Devan pun dibuat sadar dengan suara bariton disebelahnya. Memberikan senyum tipis dan menggeleng pelan, Devan pun kembali menyandarkan kepala di punggung kursi mobil.
"Wajahmu pucat sekali, kita ke dokter ya!"
Bayangan-bayangan tentang pengkhianatan dan memori buruk tentang beberapa orang yang berseliweran di pikirannya itu seketika mereda. Usapan lembut dari lengan besar yang seolah menenangkannya pun membuatnya sedikit membaik.
"Aku hanya kecapekan."
Mobil yang tadi melaju dengan kecepatan stabil itu berhenti dipinggir jalan. Mereka saling bertatapan, Mike mencoba membaca raut cemas yang sejak tadi bernafas dengan memburu itu. Memberi sentuhan menenangkan dengan membelai wajah lembut remaja didepannya.
"Bukankah aku sudah memberitahu, aku bisa jadi orang terdekatmu. Meski tampilanku tak sebaik penilaian awalmu, tapi aku jamin... aku bisa jadi tumpuan dalam setiap kebimbanganmu."
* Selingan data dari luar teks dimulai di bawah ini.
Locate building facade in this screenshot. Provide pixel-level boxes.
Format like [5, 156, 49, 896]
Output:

Setelah kata-kata dari Mike itu, Devan menjadi lebih tenang. Logikanya itupun memaksa hati yang kadung berdebar terbawa perasaan untuk berhenti di tempat. Untuk Mike, ia sudah seperti tak ada kesempatan untuk bersikap tak tau diri dengan memikirkan hal lebih. Pria sebaik itu tak mungkin dikecewakannya dengan niat hati yang ingin menghadirkan rasa tabu.
Devan seperti mendapat banyak penjelasan dari kata-kata yang pasti akan selalu diiingatnya. Bukan hanya cinta yang melulu soal rasa bahagia dan cemburu. Bukan soal keluarga ataupun orang asing. Bukan soal sebaya atau beda umur. Bukan soal keuntungan yang didapat atau rugi disatu pihak. Mike seperti menghancurkan batasan dalam anggapan Devan tentang suatu hubungan. Ya, sebisa mungkin Devan akan mereda rasa sukanya yang saat ini semakin pesat untuk Mike.